VAR compensators can be placed at any point in the electrical power system;

near the generator source, in the grid, or near the large consumer loads. VAR compensators can increase the net real power output of the generator, but they are not without small losses. These small losses can be further minimized by specifying more, smaller increments of capacitive and reactive elements, based on an LCC analysis.

The following case material was provided by Brian Scott of ABB Grid Systems.

A generator with rated output of 695MVA is currently producing 625.5 MW. The utility operator wishes to increase the real power output to 693 MW, an increase of 67.5 or almost 11%. The PF requirements are from 0.9 leading to 0.95 lagging.

The generator capability (P-AQ) curves in the figure below show the amount of reactive power required for each of these limits, without (left) and with (right) SVC compensation. Before starting an SVC design, it is recommended that power flow and voltage stability studies be performed. As with other compensation technologies, a harmonics analysis of the entire system is also necessary. And, as with all large equipment in the power system, a detailed understanding of the load pattern is important for engineering an optimal solution and for determining the desired operation points that minimize losses.

Figure 3.4 – Generator capability curves before (left) and after (right) SVC Var compensation, (ABB Grid Systems, 2009)

In a power plant unit, it is important to determine the combined capability of the turbine-generator system. The target may be to increase MW output by 10% by providing SVC compensation, but this can only be achieved if the turbine can indeed provide the extra power. If the turbine is not the bottleneck, then the extra power can be achieved. This extra power is produced with extra fuel, at the same heatrate as before, but the cost of increasing capacity through SVC compensation is less than one-third of new coal plant capacity.

For example; an SVC system sized to provide +300/-170 MVA compensation would cost over $US20M, not including installation or civil works. If the plant unit happens to be baseloaded, then the extra power freed up by the SVC can be sold at a rate higher than the rate earned by the generator capacity on standby to provide MVARs

In one case where PF was increased from 0.8 to 0.95, the efficiency of the GSU transformer increased by 0.06% due to PF improvement alone. For stable operation and other practical reasons, the PF at the generator cannot be increased much past 0.95.

Active Rectifier Units on Motor Drives

VFDs with an active front end (active rectifier unit - ARUs) can play an important role in improving industrial plant active power generation capability and leading phase operation improvement. A VFD with active front end design gives the possibility to supply reactive power (lead or lag) to the auxiliary power system to compensate the reactive power needs of the remaining constant-speed motors and the reactive power losses of auxiliary transformers.

Induction Motor

M Cos

MV BUS L

ARU DC-Link INU

Figure 3.5 – Schematic of VFD with active rectifier unit circuit, (ABB USCRC, 2008)

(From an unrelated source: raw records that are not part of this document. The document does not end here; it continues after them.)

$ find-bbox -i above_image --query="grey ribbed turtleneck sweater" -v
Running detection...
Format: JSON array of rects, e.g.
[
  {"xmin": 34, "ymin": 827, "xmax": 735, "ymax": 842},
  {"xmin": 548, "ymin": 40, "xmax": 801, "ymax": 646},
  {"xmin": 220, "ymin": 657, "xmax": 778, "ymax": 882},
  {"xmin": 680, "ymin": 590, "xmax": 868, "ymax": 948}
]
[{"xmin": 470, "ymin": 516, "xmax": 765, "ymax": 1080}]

The reactive power compensation from ARUs is free-of-charge as long as the converter operational point is within its P-Q circle diagram.

Figure 3.6 – P-Q diagram showing ARU capability, (ABB USCRC, 2008)

The benefits of ARU compensation functions are twofold 1) Full balancing the reactive power demand of all auxiliary loads and thus gives the possibility for the generator to produce more active power, 2~3% of rated capacity while still maintaining the required external reactive power capability 2) Reactive power compensation from ARUs can improve the plant leading phase operation capability and also plant auxiliary system operation performance under various disturbances such as suppressing transient over-voltage or under-voltage caused by generator load rejection.